Logistically, the pandemic has made everything more simple
You can do everything from home, no need to go to different cities. This opens up the field of opportunities and allows a change in the logic of financing: instead of targeting funds in geographic terms, you can focus your search on your match with investors regardless of their origin. The result is that one of our co-leads is based in Hong Kong, another in New York with investors in Montreal and elsewhere in Canada. We could focus our discussions on the match with our mission instead of focusing on geography.

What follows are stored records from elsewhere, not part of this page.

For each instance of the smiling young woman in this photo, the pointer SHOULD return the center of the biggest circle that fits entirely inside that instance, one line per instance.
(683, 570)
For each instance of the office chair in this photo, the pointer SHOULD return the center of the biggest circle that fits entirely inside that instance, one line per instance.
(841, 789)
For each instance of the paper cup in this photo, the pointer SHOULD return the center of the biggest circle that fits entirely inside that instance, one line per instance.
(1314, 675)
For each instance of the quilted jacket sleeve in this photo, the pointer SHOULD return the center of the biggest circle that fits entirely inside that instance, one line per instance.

Non-dilutive financing, to be preferred
There are some programs open to all businesses (PME Montréal, Montréal inc.), some are more specific ((Mitacs, Medteq+, AI programs from the Ministère de l’économie et de l’innovation). You have to spend a lot of time researching, digging, trying to understand the programs. Taking the time to build the demands is really worth it. Our first year of operations was almost exclusively funded on a non-dilutive basis, but we had to find additional funds when we reached 50% of our capital financed this way. We needed to diversify.
Tips for structuring your fundraising
You have to plan well: have all your documents in advance, your data room with the financial model, your pitch deck, your pipeline of investors you are targeting. We used a good old Google Sheet: since it’s a collaborative tool, we can share our pipeline directly with people in our network. There are some very simple templates: a column with the names, a column with the investment firm, the average check amount of that firm and, the most important column, who can introduce us to these funds. If you can identify in advance who can make an introduction, once the round is officially open, you can build the momentum. Once someone embarks on the round of fundraising, they can connect with other funds. This is momentum. Everything becomes easier then. But you need a good planning strategy to get there.
Tips for contacting VCs
Ideally, these are spontaneous connections, warm introductions from an entrepreneur who has received investment from this firm or from another investor who has already committed to invest. Otherwise you have to build a pipeline and make some cold outreach. It’s a numbers game: the more you do, the more you end up with a yes and the momentum builds. Being part of an accelerator can also help: other member companies may have received an investment in a similar area. So you have to talk to your peers, be creative, and if that doesn’t work, fall back on the pipeline and not get discouraged with the no!
Tips for choosing VCs
It all has to do with the issue of valuation. If we accept too many proposals, we end up diluting our capital. We had a maximum figure of dilution in mind for this round. Once we got there we had to make choices between investors. We focused on specific criteria but it was difficult nonetheless. We had to prioritize those with whom we already had existing relationships.